7. Considérant que pour contester la décision attaquée, la fondation X.  soutient que l’Agence de la biomédecine a entaché d’illégalité sa décision en autorisant le protocole de recherche sur les cellules souches embryonnaires humaines alors que les conditions légales tenant au recueil du consentement et à l’information du couple dont les embryons sont issus ou du membre survivant de ce couple n’étaient pas remplies ; que la circonstance que l’autorisation accordée constituait un renouvellement de l’autorisation délivrée le 17décembre 2010 qui n’a fait l’objet d’aucun recours contentieux est inopérante ; que l’Agence de la biomédecine qui ne verse aucun formulaire type de recueil du consentement et d’information du couple parental que le demandeur aurait joint à sa demande n’établit pas que ces conditions légales auraient été remplies ; qu’il ne ressort pas des accords conclus entre le Wicell Research Institute et l’Institut Y.   ni, au demeurant, des extraits des lignes directrices et du registre du NIH (National Institute of Health) sur l’inscription des lignées utilisées, joints aux notes en délibéré produites par la partie défenderesse, que les cellules souches embryonnaires humaines dont sont dérivées les lignées auraient été obtenues après l’information et le consentement écrit et préalable prescrits au III de l’article L. 2151-5 du code de la santé publique, de nature à garantir un consentement libre et éclairé du couple ou du membre survivant du couple, notamment s’agissant des possibilités d'accueil des embryons par un autre couple, la nature des recherches projetées, la confirmation du consentement dans un délai de trois mois et le caractère révocable du consentement, sans motif, avant le début des recherches ; que, dès lors, la décision attaquée méconnaît les conditions légales sur le recueil du consentement et sur l’information prévues à l’article L. 2151-5 III du code de la santé publique ; que, par suite, sans qu’il soit besoin d’examiner les autres moyens de la requête, la fondation X.  est fondée à demander l’annulation de la décision du 25 mai 2012 ;

 

Sur les conclusions présentées au titre de l’article L. 761-1 du code de justice administrative :

8. Considérant que les dispositions de l’article L. 761-1 du code de justice administrative font obstacle à ce qu’une somme soit mise à ce titre à la charge de la fondation X. , qui n’est pas, dans la présente instance, la partie perdante ; qu’il y a lieu, en revanche, de faire application de ces dispositions et de mettre à la charge de l’Agence de la biomédecine la somme de 1 000 euros au titre des frais exposés par la fondation X.  et non compris dans les dépens ;

 

D E C I D E :

Article 1er : La décision du 25 mai 2012 par laquelle l’Agence de la biomédecine a autorisé L’Institut Y.   (unité UMR 972) à mettre en oeuvre un protocole de recherche sur l’embryon ayant pour finalité l’étude du rôle du couple SDF-1 α / TGF-β dans le contrôle du cycle cellulaire des cellules souches embryonnaires humaines est annulée.

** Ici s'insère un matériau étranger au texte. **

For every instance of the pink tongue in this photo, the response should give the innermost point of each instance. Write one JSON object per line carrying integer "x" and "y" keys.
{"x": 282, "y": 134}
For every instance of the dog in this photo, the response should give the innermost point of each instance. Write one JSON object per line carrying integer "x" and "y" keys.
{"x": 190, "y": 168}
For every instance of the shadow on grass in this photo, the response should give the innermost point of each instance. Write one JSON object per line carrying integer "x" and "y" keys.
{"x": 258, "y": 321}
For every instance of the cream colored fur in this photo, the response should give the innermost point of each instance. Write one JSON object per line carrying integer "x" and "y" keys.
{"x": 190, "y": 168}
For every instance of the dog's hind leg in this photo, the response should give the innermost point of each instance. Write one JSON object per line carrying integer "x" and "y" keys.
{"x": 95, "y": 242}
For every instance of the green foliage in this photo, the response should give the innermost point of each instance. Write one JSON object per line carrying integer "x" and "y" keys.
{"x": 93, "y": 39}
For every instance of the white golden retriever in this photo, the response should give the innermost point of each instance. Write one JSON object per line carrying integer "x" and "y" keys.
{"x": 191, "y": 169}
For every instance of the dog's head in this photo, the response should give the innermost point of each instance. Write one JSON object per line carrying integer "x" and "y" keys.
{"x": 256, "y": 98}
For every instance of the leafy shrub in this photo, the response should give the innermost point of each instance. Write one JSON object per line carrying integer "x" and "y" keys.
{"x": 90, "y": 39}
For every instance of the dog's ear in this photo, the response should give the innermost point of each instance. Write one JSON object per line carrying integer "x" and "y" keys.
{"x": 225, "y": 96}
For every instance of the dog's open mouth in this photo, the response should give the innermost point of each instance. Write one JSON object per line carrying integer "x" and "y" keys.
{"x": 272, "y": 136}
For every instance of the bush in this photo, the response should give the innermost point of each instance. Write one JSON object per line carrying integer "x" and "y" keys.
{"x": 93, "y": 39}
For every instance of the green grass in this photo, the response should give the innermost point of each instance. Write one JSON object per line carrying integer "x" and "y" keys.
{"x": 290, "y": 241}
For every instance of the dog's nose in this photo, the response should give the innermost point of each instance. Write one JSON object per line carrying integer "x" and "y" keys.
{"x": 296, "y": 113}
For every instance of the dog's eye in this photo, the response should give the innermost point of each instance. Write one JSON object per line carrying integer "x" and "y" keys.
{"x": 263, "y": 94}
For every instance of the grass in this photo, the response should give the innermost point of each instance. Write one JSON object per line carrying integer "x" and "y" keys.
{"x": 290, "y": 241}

Article 2 : L’Agence de la biomédecine versera à la fondation X.  la somme de 1 000 euros en application des dispositions de l’article L. 761-1 du code de justice administrative.

Article 3 : Le surplus des conclusions de la requête est rejeté.

Article 4 : Les conclusions de l’Agence de la biomédecine présentées sur le fondement de l’article L. 761-1 du code de justice administrative sont rejetées.

Article 5 : Le présent jugement sera notifié à la fondation X. et à l’Agence de la biomédecine.